A few people recognized me, probably more because of my voice than my face. Comments ranged from what courage the surgery took, which is absolutely right, to compliments from a couple of men who said they thought I looked pretty good before. So why hadn't they said so?

Acquaintances who must have expected to see the face of a prize fighter who had lost remarked about the absence of facial bruises. I credit that to post-operative treatments administered by aestheticians at a local spa. Their fingers danced lightly over my face like cat paws in a procedure that is designed to drain the lymphatic system.

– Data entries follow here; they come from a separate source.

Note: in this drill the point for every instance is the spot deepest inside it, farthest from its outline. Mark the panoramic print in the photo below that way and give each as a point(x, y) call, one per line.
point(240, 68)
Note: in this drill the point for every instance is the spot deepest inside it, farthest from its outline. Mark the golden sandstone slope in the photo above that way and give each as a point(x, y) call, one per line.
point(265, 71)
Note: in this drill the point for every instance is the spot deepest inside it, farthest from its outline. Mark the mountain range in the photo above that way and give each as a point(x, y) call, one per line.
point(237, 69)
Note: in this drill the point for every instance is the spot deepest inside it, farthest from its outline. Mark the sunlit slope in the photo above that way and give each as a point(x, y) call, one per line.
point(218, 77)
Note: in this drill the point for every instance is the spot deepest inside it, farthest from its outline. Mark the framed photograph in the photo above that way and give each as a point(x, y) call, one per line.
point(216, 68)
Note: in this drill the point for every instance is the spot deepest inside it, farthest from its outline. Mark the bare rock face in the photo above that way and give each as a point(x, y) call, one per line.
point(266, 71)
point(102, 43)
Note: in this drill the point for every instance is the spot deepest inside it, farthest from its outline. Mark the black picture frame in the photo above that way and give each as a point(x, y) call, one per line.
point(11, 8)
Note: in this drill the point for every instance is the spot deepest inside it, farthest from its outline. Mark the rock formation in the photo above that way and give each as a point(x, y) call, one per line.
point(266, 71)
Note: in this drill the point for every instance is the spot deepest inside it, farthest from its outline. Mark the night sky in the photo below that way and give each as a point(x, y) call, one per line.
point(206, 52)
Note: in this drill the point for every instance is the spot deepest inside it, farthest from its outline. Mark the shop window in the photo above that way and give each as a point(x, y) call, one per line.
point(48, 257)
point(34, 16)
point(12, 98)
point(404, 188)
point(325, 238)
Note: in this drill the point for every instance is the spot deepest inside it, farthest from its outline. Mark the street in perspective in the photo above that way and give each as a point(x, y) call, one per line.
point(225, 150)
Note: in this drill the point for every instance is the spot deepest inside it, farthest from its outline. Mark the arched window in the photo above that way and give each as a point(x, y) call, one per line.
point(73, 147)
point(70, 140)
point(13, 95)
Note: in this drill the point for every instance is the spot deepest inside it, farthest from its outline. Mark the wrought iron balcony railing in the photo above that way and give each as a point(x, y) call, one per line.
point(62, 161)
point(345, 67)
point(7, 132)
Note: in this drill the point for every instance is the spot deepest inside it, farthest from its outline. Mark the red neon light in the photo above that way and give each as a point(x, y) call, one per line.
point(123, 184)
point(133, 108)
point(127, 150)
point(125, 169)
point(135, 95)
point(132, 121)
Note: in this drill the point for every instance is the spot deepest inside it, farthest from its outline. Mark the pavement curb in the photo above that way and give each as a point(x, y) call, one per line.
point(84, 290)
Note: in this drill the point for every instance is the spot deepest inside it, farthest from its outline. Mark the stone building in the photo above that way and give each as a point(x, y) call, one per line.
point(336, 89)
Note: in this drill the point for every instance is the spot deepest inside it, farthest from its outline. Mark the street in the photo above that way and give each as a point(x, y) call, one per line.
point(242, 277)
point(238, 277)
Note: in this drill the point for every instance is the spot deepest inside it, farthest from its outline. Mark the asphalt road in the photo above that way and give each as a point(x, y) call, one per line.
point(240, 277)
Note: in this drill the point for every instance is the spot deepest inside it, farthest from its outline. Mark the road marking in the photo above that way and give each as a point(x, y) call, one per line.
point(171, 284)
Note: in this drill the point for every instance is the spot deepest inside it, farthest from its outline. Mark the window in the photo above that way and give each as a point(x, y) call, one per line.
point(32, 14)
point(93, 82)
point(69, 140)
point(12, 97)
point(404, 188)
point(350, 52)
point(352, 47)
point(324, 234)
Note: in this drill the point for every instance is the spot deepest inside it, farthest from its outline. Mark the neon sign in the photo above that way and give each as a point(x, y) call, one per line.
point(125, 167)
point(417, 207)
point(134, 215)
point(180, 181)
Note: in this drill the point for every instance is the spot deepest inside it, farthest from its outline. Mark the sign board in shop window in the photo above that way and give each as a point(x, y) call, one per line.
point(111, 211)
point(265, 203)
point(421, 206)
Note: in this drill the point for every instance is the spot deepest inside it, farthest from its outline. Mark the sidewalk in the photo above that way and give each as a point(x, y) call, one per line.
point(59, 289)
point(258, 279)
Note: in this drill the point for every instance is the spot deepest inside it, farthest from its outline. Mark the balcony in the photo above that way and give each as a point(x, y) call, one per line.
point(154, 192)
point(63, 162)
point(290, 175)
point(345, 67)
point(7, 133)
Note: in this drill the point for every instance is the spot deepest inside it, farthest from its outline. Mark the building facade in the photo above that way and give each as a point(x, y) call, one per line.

But it was the compliments that came from Nancy Packo Horvath and Mary Sue Miller that evening that I accepted as gospel truth. “You're looking good, pal,” Nancy said. “I can't believe how the swelling is going down,” Mary Sue added.

Nancy knows as much about this face job as I do. As best friend she gets the world's largest gold star, and now, after three weeks of post-op, I keep remembering that she was there, always there, to get what I needed, to sit by the bed as I slept. She fed me. She kept bags of frozen peas on my swollen eyes. And when I left the convalescent center after three days, she gave me 10 days of five-star care at her house.

The array of foods she offered was overwhelming. Nancy made a daily trip into the country for fresh raspberries. She rushed to the store to buy grits when I said I was hungry for some. She had gallons of orange juice ready because it was healing. Of course, there was plenty of Hungarian food just a door away.

But when it came to medicating my eyes, a precarious procedure, Nancy was delighted when Mary Sue Miller, a nurse in Bryan and Montpelier, volunteered. She stayed overnight, on call, at Nancy's.

They called it a pajama party. I call it friendship.

Because I have been blessed with good health for many years, I had forgotten how much kind thoughts mean when you are ill. And because I asked for the surgery, I received far more attention than was deserved.

Telephone calls are always appreciated, even if the patient sounds incoherent. Cards are kept as friendship reminders.

I know that sending get-well greetings takes time: to get the card, to find the address, to write a message, to get a stamp, and to mail it. But take it from me, each card is appreciated.

The card that gave me the biggest boost was from Nancy Berry, who underwent similar surgery three years ago. Her thoughtful message assured that with patience and time, I won't have any regrets.

But of the flowers I received, the roses brought over by my neighbor, Vivian Guss, were the most meaningful, and brought a couple tears. Three weeks before the surgery, when I said I was going through with it, Vivian remarked, “Shame on you.”

I will always wonder if she was right.